Running sgRNA_library_characterization

  • Software dependencies with Conda: This pipeline follows the best practices of the Snakemake workflow manager in providing the software needed to run the pipeline in per-rule conda environments. Those environmnents are specified under directory envs/ in yaml files that are named {rule_name}.yaml. The easiest way to install and use the software is by running Snakemake with parameter --use-conda. Snakemake will try to find the environments of the yaml files the rules point to, and install them if they are not already available. The directory for installing the conda environments can be specified with the --conda-prefix parameter.

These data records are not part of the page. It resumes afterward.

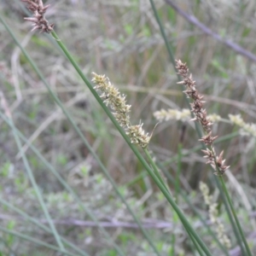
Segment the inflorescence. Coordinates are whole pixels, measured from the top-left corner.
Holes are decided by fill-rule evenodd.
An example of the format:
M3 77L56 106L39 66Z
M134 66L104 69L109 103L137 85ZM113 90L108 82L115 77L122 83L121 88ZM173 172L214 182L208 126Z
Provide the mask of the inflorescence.
M53 31L54 24L49 24L48 20L44 17L44 14L49 4L44 6L42 0L21 0L27 3L27 9L33 12L33 16L31 18L24 18L28 21L33 23L33 29L39 30L41 32L49 33Z
M133 144L138 144L142 148L147 148L150 137L143 129L143 124L131 125L129 112L131 105L126 105L125 96L120 94L105 75L98 75L92 73L92 82L96 84L95 90L101 92L103 102L111 108L113 114L121 127L123 127Z
M193 81L192 79L192 74L189 75L189 68L186 63L183 63L181 61L176 61L176 64L177 73L183 79L183 81L178 82L177 84L184 84L186 86L186 90L183 92L193 101L191 103L191 111L194 113L195 118L192 120L198 121L205 132L205 135L200 141L208 146L207 150L202 150L206 154L204 157L207 159L207 164L210 164L213 167L216 171L216 172L214 172L216 175L223 175L230 166L224 166L225 160L223 159L224 151L218 156L212 147L212 143L218 137L212 136L211 127L212 123L207 117L207 110L203 108L203 104L205 102L202 101L203 96L199 94L195 87L195 81Z

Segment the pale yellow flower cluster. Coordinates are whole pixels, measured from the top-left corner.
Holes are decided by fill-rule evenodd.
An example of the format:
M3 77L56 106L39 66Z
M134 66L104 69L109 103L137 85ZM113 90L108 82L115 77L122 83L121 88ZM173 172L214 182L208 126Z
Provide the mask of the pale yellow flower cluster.
M95 73L92 75L92 82L96 84L94 89L101 92L101 98L113 110L113 116L126 131L131 143L146 148L149 143L150 137L143 129L143 124L131 125L129 116L131 105L126 105L125 96L121 95L105 75L98 75Z
M161 109L154 113L154 116L159 121L168 121L171 119L189 121L190 119L189 109L182 109L181 111L177 109L169 108L167 110Z

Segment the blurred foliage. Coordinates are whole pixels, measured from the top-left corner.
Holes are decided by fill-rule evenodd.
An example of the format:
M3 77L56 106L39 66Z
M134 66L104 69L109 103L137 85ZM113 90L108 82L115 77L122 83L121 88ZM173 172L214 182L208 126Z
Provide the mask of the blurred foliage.
M255 53L254 1L176 2L182 9L194 14L221 37ZM50 35L28 32L30 24L24 22L26 15L20 1L2 0L0 3L0 15L72 113L134 212L145 224L157 224L160 220L172 223L172 228L148 230L161 255L195 255L176 214L155 185L143 175L142 166L56 47L54 38ZM56 32L84 73L89 78L91 72L104 73L127 94L134 123L142 120L143 128L150 133L157 122L153 117L154 111L186 107L149 1L48 3L51 6L47 18L55 24ZM155 3L175 58L188 63L199 90L205 95L208 113L216 113L224 119L228 119L229 113L241 113L246 122L256 123L256 63L205 35L163 1L155 1ZM100 223L113 224L107 229L109 236L121 247L125 255L153 255L137 229L114 226L115 221L131 224L133 220L2 24L0 37L0 90L16 127L67 181ZM44 216L25 172L11 129L2 119L0 125L0 197L44 223ZM184 155L178 157L182 125L177 121L158 125L149 148L156 161L165 163L174 159L166 166L166 172L175 178L177 177L178 191L185 193L201 215L207 219L207 209L198 190L199 182L208 182L216 201L218 194L201 152L193 151L200 143L192 122L185 125L181 148ZM213 131L221 137L237 128L230 128L230 125L221 122L214 124ZM248 236L255 228L254 219L248 218L255 215L256 208L255 138L238 136L224 140L215 147L218 152L224 150L226 163L231 166L232 177L237 183L229 177L227 184ZM90 220L32 150L26 145L24 150L53 220L64 220L56 224L61 236L86 250L90 255L118 255L96 225L70 223L70 220ZM170 188L175 191L174 186ZM198 216L180 195L177 195L177 200L190 222L199 222ZM246 200L248 204L245 203ZM1 226L55 244L52 235L6 206L0 207ZM232 245L236 247L222 205L219 212ZM205 227L198 228L198 232L212 250L212 254L219 254L219 248ZM175 237L175 247L172 244L172 236ZM57 253L0 231L0 255L28 254L57 255Z

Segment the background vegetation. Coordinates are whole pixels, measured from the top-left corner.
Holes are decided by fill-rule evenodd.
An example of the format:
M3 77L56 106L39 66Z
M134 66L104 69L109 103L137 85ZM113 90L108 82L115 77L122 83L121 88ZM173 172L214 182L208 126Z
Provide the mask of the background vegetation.
M164 1L154 3L174 57L187 62L198 90L205 96L207 113L223 118L213 125L213 131L218 135L215 148L218 152L224 150L226 164L231 166L231 172L224 176L226 186L255 253L255 137L241 134L239 127L229 120L229 114L241 114L247 123L255 123L256 57L253 60L247 54L238 54L237 49L227 46L224 40L238 44L252 55L255 53L256 3L250 0L177 1L187 18L193 15L218 34L219 40L216 40ZM149 1L70 0L47 3L51 4L47 19L55 23L55 32L84 74L90 79L91 72L106 74L127 95L133 123L143 123L143 128L150 133L158 122L154 117L155 111L187 108ZM27 14L20 1L2 0L0 4L1 17L72 114L160 255L197 255L177 215L55 40L50 35L28 32L31 24L23 20ZM84 255L119 255L116 246L124 255L154 255L98 162L2 23L0 37L2 96L16 129L38 150L37 154L22 142L22 152L60 237L75 245ZM0 117L0 255L59 255L49 247L57 247L57 242L53 230L49 232L47 218L26 172L14 135L15 129L4 121L3 102L3 96ZM198 139L194 123L170 120L158 125L149 149L167 178L174 181L169 181L170 189L186 217L212 255L222 255L200 219L210 224L208 207L199 189L201 181L207 183L218 203L218 218L231 241L230 254L240 255ZM66 188L54 172L62 178ZM73 196L72 189L78 197ZM69 251L83 255L74 248Z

  • Software dependencies with Docker/Singularity: As an alternative to using Conda, it is also possible to define a (docker) container and execute Snakemake with parameter --use-singularity, which will execute the job within a container that is spawned from a given image. Instructions for automatically building an image with Docker are provided in a Dockerfile. For more detailed information, please refer to the corresponding Snakemake documentation.

  • Set pipeline location: Parameter --directory must point to the workflow repository of the pipeline (i.e. corresponding location to the copy of the Git repository in the user's machine). This is necessary in order to ensure that the relative paths to the pipeline scripts can be correctly resolved and interpreted by Snakemake.

Example call:

snakemake -s workflow/Snakefile.smk  --configfile config/config.yaml  -p -k --use-conda --conda-prefix /path/to/conda_envs/ --cores 1 --directory /path/to/sgRNA_library_characterization/workflow/   

Note that if the pipeline is run on a compute cluster with a job scheduling system (e.g. LSF), the commands need to be adjusted accordingly.

Relevant output

  • Directory bwa: one .bam.flagstat file per library analyzed, listing the number of sgRNA sequence alignments per FLAG type (e.g. mapped, duplicates, primary, secondary, etc.).
  • Directory gene_mapping: one .mapping_info.tsv file per library analyzed, listing the chromosome name, start position, end position and strand of each mapped sgRNA sequence. See file results/library.mapping_info.tsv. Also, one .gene_comparison.tsv file per library analyzed, listing the results from the gene annotation comparison (alignment-based vs. FASTA description-based gene annotations). See file results/library.gene_comparison.tsv.
  • Directory gene_expression: one .gene_expression.mapped_genes.tsv file per library analyzed and TCGA sample of interest, containing the matrix of gene expression for the given TCGA sample and the gene IDs annotated based on the mapped sgRNA sequences. See files for samples TCGA-A7-A13D-01A-13R-A12P-07 and TCGA-E9-A1RH-11A-34R-A169-07.

Future development

This pipeline should be extended further in order to include the following steps:

  • Standardization of FASTA gene symbols to avoid mismatches:

Upon inspection of the annotated genes that could not be matched to those from the FASTA descriptions of the library, it became apparent that many genes in the FASTA descriptions use deprecated symbols. By leveraging file hgnc_complete_set.txt from the HGNC archive, it would be possible to convert the gene symbols from the FASTA descriptions of the library to their most up-to-date version, and in this manner avoid multiple mismatches.

Adapting/Integrating rules in Snakemake

Snakemake is a Python-based workflow management system for building and executing pipelines. A pipeline is made up of rules that represent single steps of the analysis. In a yaml config file parameters and rule-specific input can be adjusted to a new analysis without changing the rules. In a master snake file the desired end points of the analysis are specified, which in turn defines the steps that should be included and executed in the given pipeline run (i.e. with the input and the desired output defined, Snakemake is able infer all steps that have to be performed in-between). It is important to make sure that the format of the input and output of each rule is compatible with the previous and the subsequent rule. For more detailed information, please have a look at the excellent Snakemake documentation.